Drew on Performance
Responding to my previous post on performance, Drew McCormack writes There’s No Free Lunch When it Comes to Performance (Or Anything Else for that Matter):
In my view, Brent has this all backwards. He is thinking up a mythical user with 30000 Vesper notes, and wants to be sure that that 1/1000th of a percent of his customers doesn’t experience any lag. What he doesn’t seem to realize, is that that choice has a big impact on the other 99.999% of his costumers, who almost certainly will pay a performance penalty.
I would have expected it would go without saying that the 99% or 99.999% come first. Performance has to be awesome for them, and I would never accept a trade-off where it got worse for most people just so it could be acceptable for the very few.
Drew also writes:
See, there’s no such thing as a free lunch in the performance game. It’s a mathematical fact. You can even read about it on Wikipedia. When you optimize a program for one scenario, you are making it less optimal for other scenarios.

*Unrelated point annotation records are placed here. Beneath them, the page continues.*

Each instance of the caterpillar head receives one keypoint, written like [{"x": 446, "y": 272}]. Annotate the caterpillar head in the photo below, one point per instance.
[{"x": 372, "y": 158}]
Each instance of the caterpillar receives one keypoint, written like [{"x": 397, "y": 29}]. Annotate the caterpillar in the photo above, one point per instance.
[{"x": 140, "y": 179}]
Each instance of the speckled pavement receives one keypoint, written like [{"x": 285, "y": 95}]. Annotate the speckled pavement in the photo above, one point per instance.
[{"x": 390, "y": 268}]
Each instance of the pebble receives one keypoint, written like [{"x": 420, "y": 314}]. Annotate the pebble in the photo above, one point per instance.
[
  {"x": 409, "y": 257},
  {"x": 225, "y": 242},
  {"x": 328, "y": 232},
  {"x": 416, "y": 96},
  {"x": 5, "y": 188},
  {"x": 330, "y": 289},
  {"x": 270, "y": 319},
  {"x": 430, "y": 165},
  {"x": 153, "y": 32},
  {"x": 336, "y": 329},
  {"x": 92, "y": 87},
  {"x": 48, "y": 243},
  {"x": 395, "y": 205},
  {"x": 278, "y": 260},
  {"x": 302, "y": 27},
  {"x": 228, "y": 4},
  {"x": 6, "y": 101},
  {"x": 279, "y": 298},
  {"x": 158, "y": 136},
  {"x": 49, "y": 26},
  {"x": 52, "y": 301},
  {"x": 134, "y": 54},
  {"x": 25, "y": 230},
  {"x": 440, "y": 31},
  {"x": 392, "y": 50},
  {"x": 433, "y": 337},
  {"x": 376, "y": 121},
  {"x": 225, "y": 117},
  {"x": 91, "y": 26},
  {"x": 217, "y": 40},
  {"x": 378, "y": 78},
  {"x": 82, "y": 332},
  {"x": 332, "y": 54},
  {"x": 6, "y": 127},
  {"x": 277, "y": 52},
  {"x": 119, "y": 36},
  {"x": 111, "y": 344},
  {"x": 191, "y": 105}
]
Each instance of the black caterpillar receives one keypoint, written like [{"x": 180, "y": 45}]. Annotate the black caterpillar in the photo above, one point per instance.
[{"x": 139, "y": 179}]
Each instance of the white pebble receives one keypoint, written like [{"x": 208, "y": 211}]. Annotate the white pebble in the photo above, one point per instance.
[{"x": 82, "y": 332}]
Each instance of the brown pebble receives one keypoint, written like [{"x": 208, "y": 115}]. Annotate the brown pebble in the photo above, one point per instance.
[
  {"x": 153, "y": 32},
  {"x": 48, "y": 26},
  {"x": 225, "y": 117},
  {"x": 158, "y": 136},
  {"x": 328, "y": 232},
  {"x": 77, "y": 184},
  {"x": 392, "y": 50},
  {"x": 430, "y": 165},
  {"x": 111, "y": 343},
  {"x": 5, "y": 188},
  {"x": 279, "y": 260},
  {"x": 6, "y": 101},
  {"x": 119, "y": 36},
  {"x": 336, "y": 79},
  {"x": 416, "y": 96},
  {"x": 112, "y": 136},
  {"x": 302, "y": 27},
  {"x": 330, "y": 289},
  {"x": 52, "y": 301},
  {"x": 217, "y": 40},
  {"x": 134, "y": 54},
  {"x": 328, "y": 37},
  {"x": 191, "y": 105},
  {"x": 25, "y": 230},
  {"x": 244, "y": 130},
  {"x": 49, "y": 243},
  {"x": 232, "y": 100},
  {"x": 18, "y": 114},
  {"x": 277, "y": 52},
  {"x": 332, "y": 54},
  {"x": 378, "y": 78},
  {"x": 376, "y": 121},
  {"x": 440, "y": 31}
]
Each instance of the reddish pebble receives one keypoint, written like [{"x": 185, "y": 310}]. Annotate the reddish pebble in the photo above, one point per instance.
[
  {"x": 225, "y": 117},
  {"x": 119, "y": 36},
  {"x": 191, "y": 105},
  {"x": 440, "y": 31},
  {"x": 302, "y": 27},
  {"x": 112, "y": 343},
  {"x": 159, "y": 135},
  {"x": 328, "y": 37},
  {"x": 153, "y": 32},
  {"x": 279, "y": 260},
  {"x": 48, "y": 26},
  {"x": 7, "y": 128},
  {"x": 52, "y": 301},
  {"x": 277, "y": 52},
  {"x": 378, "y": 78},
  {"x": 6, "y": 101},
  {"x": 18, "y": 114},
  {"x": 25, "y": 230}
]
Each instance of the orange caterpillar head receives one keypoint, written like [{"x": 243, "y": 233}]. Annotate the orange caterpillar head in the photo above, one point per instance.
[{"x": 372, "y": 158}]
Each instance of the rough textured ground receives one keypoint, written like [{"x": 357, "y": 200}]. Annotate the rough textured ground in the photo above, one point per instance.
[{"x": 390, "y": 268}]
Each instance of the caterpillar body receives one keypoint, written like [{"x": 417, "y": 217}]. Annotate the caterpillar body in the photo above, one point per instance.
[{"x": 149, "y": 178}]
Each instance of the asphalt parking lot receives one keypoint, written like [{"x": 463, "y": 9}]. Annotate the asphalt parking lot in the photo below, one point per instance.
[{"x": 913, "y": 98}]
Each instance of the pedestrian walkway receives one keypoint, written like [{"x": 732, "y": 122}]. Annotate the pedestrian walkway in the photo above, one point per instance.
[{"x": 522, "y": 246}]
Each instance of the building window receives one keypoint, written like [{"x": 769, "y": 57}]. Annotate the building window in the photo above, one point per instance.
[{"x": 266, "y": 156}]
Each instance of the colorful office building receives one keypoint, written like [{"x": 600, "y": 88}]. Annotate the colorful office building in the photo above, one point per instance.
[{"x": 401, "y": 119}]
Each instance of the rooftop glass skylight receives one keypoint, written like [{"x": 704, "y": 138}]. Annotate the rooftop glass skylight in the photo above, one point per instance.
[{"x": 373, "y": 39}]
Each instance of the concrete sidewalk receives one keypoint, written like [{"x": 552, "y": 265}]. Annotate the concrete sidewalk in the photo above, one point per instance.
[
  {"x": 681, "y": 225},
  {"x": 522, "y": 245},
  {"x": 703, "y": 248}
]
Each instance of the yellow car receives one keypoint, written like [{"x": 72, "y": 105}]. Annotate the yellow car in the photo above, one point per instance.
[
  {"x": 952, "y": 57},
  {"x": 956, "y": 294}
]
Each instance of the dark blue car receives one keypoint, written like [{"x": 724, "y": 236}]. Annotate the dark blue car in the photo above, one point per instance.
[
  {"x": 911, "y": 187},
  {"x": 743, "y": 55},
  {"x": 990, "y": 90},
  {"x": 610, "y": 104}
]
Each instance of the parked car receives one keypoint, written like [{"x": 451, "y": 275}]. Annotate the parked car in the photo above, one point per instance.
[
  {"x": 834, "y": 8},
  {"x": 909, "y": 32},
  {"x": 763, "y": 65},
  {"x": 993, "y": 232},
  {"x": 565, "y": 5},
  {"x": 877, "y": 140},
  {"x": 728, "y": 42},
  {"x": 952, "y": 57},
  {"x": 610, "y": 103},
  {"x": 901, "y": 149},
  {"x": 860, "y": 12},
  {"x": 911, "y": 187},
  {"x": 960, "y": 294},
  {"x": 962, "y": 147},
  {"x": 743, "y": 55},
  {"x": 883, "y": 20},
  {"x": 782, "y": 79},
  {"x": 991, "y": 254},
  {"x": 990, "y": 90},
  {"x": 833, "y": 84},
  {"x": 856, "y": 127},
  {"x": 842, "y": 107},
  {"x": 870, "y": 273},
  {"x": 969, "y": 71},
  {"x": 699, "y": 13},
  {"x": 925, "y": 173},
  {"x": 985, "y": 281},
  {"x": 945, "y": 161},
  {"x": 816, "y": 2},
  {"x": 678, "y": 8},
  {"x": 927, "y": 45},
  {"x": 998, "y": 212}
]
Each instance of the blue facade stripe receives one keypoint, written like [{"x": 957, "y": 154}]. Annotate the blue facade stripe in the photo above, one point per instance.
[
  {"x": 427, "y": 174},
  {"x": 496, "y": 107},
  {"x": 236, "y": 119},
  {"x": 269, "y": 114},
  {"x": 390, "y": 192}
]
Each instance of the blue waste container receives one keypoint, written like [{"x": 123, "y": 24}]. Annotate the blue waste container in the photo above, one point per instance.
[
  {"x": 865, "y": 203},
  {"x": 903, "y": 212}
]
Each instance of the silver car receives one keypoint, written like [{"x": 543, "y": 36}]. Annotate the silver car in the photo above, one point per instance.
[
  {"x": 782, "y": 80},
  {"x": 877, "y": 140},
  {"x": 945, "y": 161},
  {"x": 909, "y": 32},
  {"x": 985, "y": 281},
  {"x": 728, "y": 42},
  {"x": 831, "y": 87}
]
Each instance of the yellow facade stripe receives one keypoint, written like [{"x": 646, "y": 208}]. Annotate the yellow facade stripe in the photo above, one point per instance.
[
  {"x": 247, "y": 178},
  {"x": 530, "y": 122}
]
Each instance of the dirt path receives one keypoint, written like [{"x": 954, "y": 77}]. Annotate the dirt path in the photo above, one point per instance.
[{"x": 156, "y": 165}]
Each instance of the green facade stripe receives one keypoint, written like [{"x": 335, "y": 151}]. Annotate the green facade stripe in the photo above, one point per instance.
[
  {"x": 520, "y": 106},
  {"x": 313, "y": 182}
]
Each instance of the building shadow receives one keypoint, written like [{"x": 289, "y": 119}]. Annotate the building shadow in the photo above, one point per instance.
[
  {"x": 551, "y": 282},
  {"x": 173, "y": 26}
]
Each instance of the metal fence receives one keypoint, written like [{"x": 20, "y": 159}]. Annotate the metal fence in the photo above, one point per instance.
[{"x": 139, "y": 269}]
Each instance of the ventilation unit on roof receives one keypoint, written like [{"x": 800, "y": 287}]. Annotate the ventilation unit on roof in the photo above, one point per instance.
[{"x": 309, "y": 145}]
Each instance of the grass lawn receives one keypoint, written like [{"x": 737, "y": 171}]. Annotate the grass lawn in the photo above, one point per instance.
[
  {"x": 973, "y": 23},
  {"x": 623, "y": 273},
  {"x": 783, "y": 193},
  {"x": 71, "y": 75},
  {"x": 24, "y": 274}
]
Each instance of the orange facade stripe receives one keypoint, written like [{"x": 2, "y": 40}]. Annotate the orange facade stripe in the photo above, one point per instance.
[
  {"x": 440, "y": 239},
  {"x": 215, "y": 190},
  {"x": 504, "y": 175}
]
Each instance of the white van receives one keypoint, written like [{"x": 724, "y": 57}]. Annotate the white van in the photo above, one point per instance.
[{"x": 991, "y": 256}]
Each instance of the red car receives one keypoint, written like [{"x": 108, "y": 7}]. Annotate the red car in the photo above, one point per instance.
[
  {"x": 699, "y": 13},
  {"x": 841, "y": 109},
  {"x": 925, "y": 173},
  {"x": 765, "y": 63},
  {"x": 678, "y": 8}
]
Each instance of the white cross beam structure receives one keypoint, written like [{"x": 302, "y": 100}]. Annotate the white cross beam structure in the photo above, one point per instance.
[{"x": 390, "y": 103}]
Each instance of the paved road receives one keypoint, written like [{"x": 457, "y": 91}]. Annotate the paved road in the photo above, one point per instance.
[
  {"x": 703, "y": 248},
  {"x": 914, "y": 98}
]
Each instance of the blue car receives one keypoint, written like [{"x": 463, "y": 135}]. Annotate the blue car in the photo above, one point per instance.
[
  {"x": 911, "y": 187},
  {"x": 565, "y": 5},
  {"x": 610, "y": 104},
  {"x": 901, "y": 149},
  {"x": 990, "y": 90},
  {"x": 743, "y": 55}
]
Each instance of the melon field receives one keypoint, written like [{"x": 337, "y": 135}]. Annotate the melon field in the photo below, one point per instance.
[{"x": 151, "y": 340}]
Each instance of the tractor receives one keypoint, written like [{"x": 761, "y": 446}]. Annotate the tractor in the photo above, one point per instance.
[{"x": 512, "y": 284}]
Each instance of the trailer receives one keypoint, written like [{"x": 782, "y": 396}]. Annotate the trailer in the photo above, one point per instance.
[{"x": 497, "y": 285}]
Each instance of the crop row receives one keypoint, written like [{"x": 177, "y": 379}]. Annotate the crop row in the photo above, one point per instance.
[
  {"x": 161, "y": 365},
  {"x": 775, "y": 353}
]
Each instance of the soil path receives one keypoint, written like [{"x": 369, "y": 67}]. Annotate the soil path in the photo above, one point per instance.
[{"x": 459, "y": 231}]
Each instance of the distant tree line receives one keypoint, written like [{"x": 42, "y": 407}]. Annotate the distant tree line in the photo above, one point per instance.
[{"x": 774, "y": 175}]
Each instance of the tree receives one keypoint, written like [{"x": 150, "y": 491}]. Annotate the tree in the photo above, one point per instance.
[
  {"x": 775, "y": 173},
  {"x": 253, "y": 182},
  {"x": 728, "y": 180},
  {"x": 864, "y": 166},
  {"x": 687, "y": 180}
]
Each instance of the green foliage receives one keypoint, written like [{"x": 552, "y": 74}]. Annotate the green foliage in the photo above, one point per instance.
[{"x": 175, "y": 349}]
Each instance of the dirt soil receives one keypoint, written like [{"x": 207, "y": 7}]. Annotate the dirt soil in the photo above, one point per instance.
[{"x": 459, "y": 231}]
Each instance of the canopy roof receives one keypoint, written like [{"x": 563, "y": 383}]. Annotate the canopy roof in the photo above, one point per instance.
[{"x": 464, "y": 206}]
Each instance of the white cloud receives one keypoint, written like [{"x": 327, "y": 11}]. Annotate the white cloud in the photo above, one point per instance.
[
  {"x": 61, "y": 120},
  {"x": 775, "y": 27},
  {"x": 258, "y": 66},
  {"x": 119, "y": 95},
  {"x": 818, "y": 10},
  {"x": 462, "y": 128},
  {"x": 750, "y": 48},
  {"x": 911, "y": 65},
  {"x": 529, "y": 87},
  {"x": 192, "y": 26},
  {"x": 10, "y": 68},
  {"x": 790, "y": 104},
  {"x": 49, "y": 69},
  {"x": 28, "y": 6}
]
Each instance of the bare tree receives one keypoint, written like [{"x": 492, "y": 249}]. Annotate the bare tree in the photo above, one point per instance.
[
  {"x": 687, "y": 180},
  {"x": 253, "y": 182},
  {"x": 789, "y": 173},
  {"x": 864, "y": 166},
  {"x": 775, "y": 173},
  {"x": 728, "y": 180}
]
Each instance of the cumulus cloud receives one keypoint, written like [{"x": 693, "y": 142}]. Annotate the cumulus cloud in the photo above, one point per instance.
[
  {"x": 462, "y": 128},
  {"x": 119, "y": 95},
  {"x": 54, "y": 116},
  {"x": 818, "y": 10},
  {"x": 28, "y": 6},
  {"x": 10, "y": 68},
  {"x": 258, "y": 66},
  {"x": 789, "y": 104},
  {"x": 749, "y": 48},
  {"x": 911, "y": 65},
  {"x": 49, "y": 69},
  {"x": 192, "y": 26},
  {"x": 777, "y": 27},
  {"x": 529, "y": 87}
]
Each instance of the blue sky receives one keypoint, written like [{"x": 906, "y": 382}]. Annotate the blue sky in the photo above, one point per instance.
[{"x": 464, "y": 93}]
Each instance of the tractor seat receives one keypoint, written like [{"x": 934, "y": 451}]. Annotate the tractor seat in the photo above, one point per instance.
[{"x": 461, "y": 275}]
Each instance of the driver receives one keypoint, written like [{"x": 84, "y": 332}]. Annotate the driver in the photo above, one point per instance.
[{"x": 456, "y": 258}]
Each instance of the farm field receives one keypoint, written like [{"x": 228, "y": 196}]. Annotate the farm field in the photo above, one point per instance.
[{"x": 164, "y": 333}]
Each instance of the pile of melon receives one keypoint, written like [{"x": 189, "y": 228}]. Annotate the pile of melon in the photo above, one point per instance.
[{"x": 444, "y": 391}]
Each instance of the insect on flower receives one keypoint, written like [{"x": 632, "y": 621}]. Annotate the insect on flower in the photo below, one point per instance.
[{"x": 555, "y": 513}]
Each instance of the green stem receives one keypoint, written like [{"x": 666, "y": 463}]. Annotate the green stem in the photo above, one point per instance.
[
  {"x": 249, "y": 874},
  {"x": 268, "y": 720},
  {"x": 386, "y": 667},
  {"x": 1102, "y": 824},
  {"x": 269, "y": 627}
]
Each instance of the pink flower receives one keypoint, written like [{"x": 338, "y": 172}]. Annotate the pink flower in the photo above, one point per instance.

Drew is absolutely correct that there’s no free lunch. There are always trade-offs.
However, there’s a trade-off Drew didn’t appear to consider: you can often beat the performance of a general system like Core Data — for both the 99% and the 1% — by creating a custom, hand-tuned system.
The trade-off means that it’s more code and more work for the developer, but the app performs better for 100% of users.
The question, then, is whether or not that particular trade-off is worth it, which must be answered on a case-by-case basis, which often requires actual measurement.
PS You should check out Drew’s project Ensembles, a new Core Data sync framework. Interesting for sure, and could turn into something quite valuable.